AGRAVO REGIMENTAL NO RECURSO EM HABEAS CORPUS — AgRg no RHC 192444
Análise documental baseada na ementa oficial do Superior Tribunal de Justiça, organizada para consulta e compreensão do precedente.
Comentário editorial
Nesta leitura prática, a decisão é organizada para mostrar o que o STJ efetivamente registrou e quais dados devem ser conferidos antes de transportar o entendimento para uma situação cotidiana. O recorte processual é AgRg no RHC, julgado por QUINTA TURMA, sob relatoria de RIBEIRO DANTAS.
Para o cidadão, o ponto essencial é não tratar a ementa como uma regra automática: fatos, pedidos, fase processual e legislação aplicável precisam ser comparados com o caso concreto. Quando o julgamento repercutir em mobilidade, veículos, sanções ou direitos do condutor, essa conexão deve estar expressa no próprio texto oficial.
Pontos centrais da ementa
- AGRAVO REGIMENTAL NO RECURSO EM HABEAS CORPUS.
- PRORROGAÇÃO DA MEDIDA DEVIDAMENTE JUSTIFICADA.
- 2. "[A] fundamentação per relationem constitui medida de economia processual e não malfere os princípios do juiz natural e da fundamentação das decisões" (REsp 1.443.593/RS, Rel.

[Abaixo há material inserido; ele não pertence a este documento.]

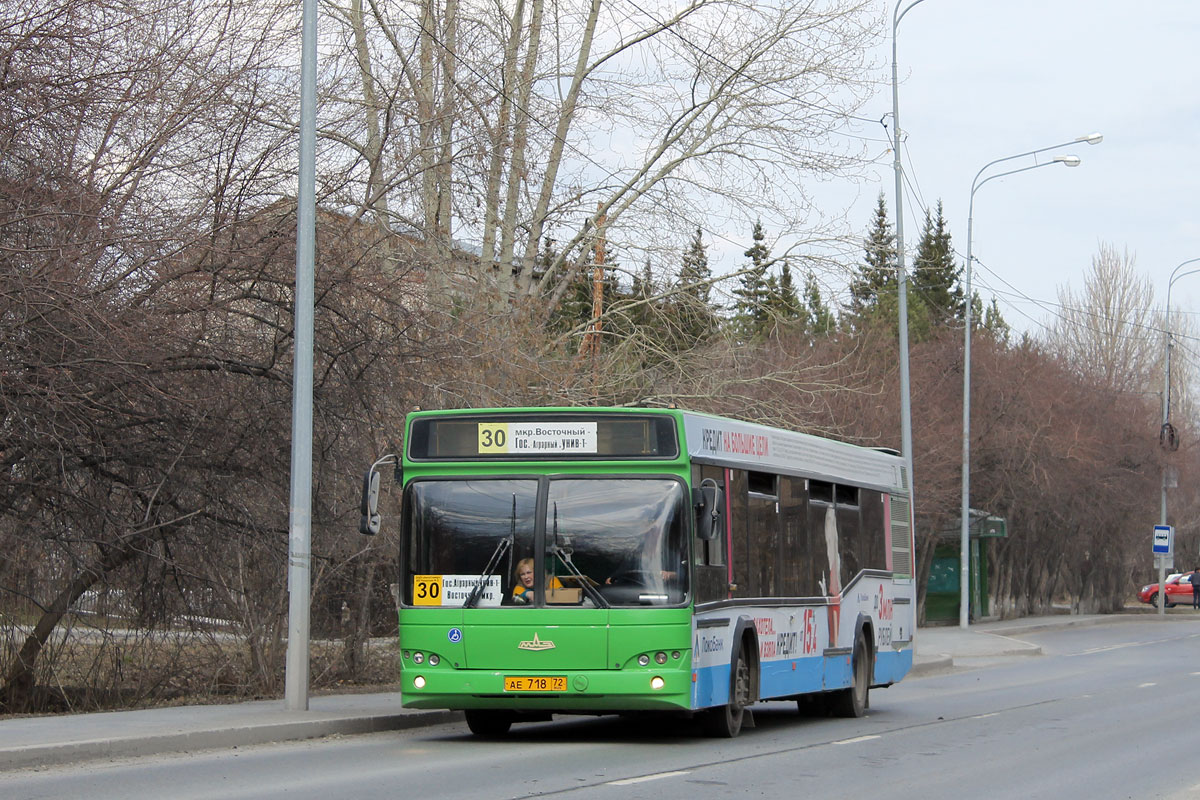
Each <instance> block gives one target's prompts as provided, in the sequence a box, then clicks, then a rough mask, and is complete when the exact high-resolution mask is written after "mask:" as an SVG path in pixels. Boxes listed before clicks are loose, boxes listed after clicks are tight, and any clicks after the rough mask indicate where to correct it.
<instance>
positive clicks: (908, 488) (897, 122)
mask: <svg viewBox="0 0 1200 800" xmlns="http://www.w3.org/2000/svg"><path fill="white" fill-rule="evenodd" d="M924 1H925V0H912V2H908V0H900V1H899V2H896V5H895V10H894V11H893V12H892V137H893V142H892V154H893V158H892V170H893V173H895V182H896V201H895V206H896V315H898V317H899V318H900V321H899V329H900V343H899V348H900V452H901V455H902V456H904V461H905V470H906V471H907V473H908V498H910V500H911V499H912V497H913V494H914V492H913V479H912V396H911V391H910V385H908V384H910V381H908V275H907V272H906V271H905V265H904V166H902V164H901V163H900V82H899V79H898V67H896V29H898V28H899V26H900V20H901V19H904V16H905V14H906V13H908V12H910V11H912V10H913V7H916V6H918V5H920V4H922V2H924ZM906 2H907V5H905V4H906ZM900 6H905V7H904V10H902V11H901V8H900ZM912 507H913V506H912V505H910V510H912Z"/></svg>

- Ministro Nefi Cordeiro, Sexta Turma, DJe 12/6/2015).
Resultado indicado
Agravo regimental desprovido.
Ementa oficial
AGRAVO REGIMENTAL NO RECURSO EM HABEAS CORPUS. ORGANIZAÇÃO CRIMINOSA. FRAUDE À LICITAÇÃO. INTERCEPTAÇÕES TELEFÔNICAS. AUSÊNCIA DE FUNDAMENTAÇÃO DAS DECISÕES. NÃO OCORRÊNCIA. PRORROGAÇÃO DA MEDIDA DEVIDAMENTE JUSTIFICADA. AGRAVO REGIMENTAL DESPROVIDO. 1. Hipótese em que a decisão que deferiu a quebra do sigilo telefônico, embora sucinta, valeu-se da técnica de motivação suficiente e adequada, fazendo remissão às informações trazidas pelo Ministério Público em seus requerimentos, bem como ao conteúdo probatório oriundo do procedimento investigatório que acompanhou o pedido (a indicar os indícios razoáveis de autoria), sendo certo que tais informações, ante a expressa remissão feita pelo julgador, integram o decisum e dele não se dissociam. 2. "[A] fundamentação per relationem constitui medida de economia processual e não malfere os princípios do juiz natural e da fundamentação das decisões" (REsp 1.443.593/RS, Rel. Ministro Nefi Cordeiro, Sexta Turma, DJe 12/6/2015). 3. "Nos termos da jurisprudência vigente nesta Corte Superior de Justiça, não há que se falar em ilegalidade das interceptações telefônicas quando as decisões judiciais que as autorizaram encontram-se devidamente fundamentadas em elementos concretos aptos a justificar a imposição das medidas" (AgRg no AREsp 985.373/AM, Rel. Ministro Jorge Mussi, Quinta Turma, julgado em 28/5/2019, DJe 6/6/2019), exatamente como ocorrido in casu. 4. As prorrogações das interceptações telefônicas foram devidamente justificadas em razão da sua indispensabilidade para investigação, diante do aparecimento de fatos novos que reforçavam a existência de indícios das práticas delitivas, bem como da identificação de vários outros suspeitos de integrarem uma organização criminosa destinada a lesar o erário, praticando fraudes a procedimentos licitatórios. 5. Agravo regimental desprovido.
Referências legislativas
["LEG:FED LEI:009296 ANO:1996\n***** LICT LEI DA INTERCEPTAÇÃO DE COMUNICAÇÕES TELEFÔNICAS", "LEG:FED CFB:****** ANO:1988\n***** CF-1988 CONSTITUIÇÃO FEDERAL DE 1988\n ART:00093 INC:00009"]
Fonte e transparência
Conteúdo documental proveniente do conjunto oficial de dados abertos do STJ. Consulte também a pesquisa de jurisprudência do STJ e o arquivo oficial de origem deste registro.
Aviso: este material tem finalidade informativa e documental. Não constitui parecer jurídico nem garante aplicação do entendimento a outro processo.